The bill aligns UK domestic competition law with the Treaty of Rome and alters the structures and responsibilities of the UK competition authorities.

The government has said it will not necessarily be the case that parties will be entitled to an oral hearing. The Director General might have oral hearings, but there may be circumstances where he might want to take comments from interested parties and may be happy with what they say without moving to oral hearings.

The reason why the government is saying that the rules might not give an absolute right to an oral hearing is because of the appeals structure.

Under the bill when it becomes law, appeals will be by way of a full rehearing; under European Community law, appeals are by way of judicial review.

The government takes the view that, unlike the Community system, it now provides an appeal body, whereas there is no appeal body at the European Commission.
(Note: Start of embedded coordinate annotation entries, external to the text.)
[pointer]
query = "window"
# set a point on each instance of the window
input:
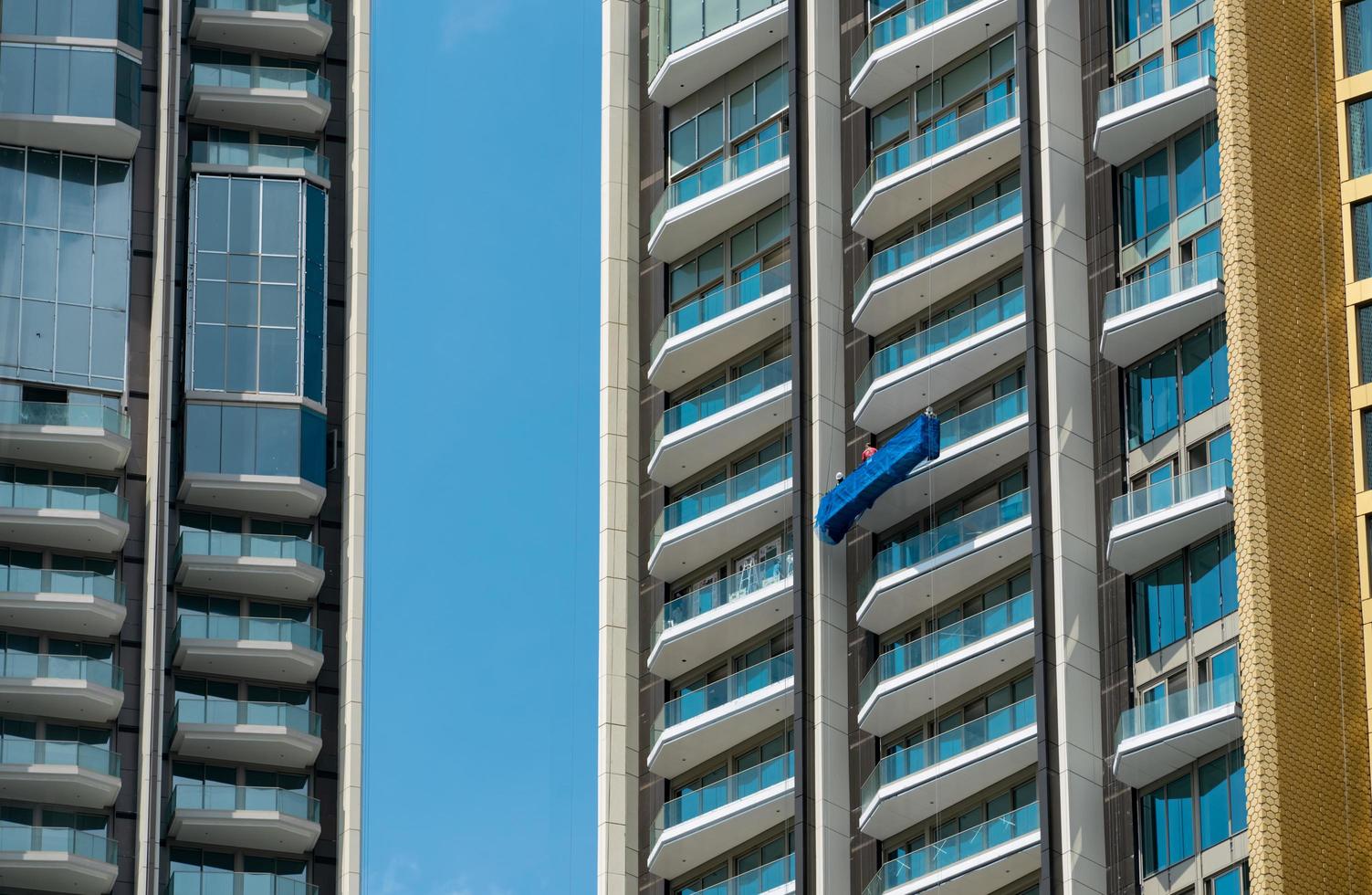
(1168, 826)
(254, 439)
(1232, 881)
(1224, 810)
(63, 268)
(1205, 370)
(1151, 398)
(1357, 37)
(1135, 18)
(120, 19)
(1145, 205)
(1363, 240)
(257, 303)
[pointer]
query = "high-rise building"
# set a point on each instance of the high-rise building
(183, 398)
(1110, 640)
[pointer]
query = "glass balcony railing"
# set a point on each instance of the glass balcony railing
(719, 400)
(74, 415)
(674, 25)
(229, 883)
(221, 712)
(93, 758)
(947, 745)
(722, 692)
(16, 580)
(907, 22)
(741, 584)
(979, 419)
(1157, 81)
(1170, 491)
(223, 798)
(319, 10)
(1164, 284)
(719, 302)
(1176, 707)
(946, 537)
(722, 171)
(247, 629)
(936, 239)
(259, 77)
(936, 141)
(62, 840)
(954, 848)
(938, 337)
(247, 545)
(234, 154)
(74, 497)
(717, 795)
(719, 496)
(26, 666)
(946, 641)
(755, 881)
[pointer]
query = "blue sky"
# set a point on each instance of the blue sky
(483, 502)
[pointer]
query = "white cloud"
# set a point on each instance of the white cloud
(469, 18)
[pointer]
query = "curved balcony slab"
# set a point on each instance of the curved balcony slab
(929, 48)
(905, 292)
(704, 442)
(696, 65)
(719, 729)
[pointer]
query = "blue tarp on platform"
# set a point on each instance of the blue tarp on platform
(842, 508)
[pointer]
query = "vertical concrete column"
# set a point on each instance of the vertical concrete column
(616, 846)
(354, 439)
(1074, 747)
(822, 231)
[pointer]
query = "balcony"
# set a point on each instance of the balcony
(720, 715)
(258, 96)
(63, 516)
(910, 679)
(247, 733)
(1140, 317)
(1139, 113)
(696, 434)
(250, 564)
(723, 614)
(707, 523)
(974, 444)
(257, 818)
(299, 27)
(974, 861)
(910, 577)
(707, 823)
(62, 602)
(725, 193)
(57, 772)
(265, 160)
(229, 883)
(936, 165)
(264, 649)
(911, 785)
(1162, 736)
(777, 878)
(73, 688)
(913, 275)
(708, 331)
(77, 436)
(935, 363)
(58, 859)
(1151, 523)
(925, 37)
(706, 38)
(79, 99)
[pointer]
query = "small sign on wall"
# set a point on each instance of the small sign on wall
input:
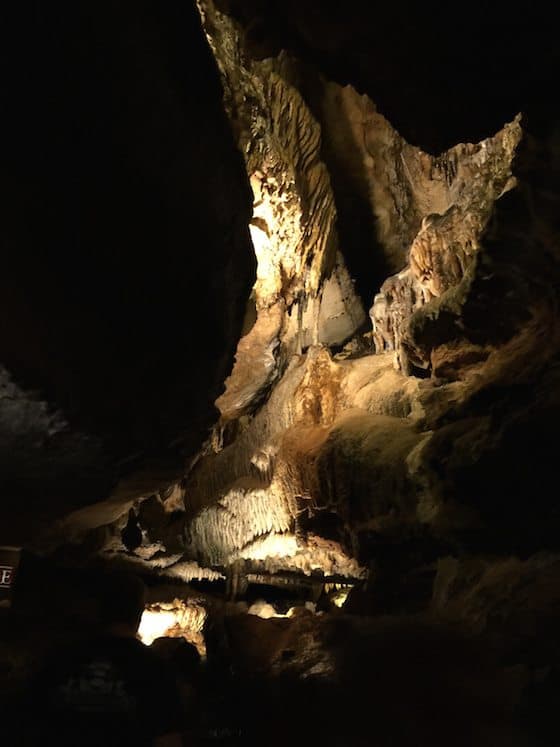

The bill now provides an appeal tribunal – and even beyond the appeal tribunal – on points of law to our courts as well.

There are those who say there should be an absolute right to an oral hearing and, without this absolute right before the Office of Fair Trading, more appeals are likely to go to higher tribunals.

The government replies that, under the Human Rights Act, once on the statute book, the Director General of the OFT will have to ensure there will be a fair hearing for those concerned.

There is criticism that there will be no statutory timetable for investigations or exemptions. The government says the Director General’s rules will set out a timetable in due course once the OFT has experience of the Act when it is in force.

Clearly the devil will be in the detail of the rules to be worked out and then we shall see whether we have now placed on the statute book an efficient competition law.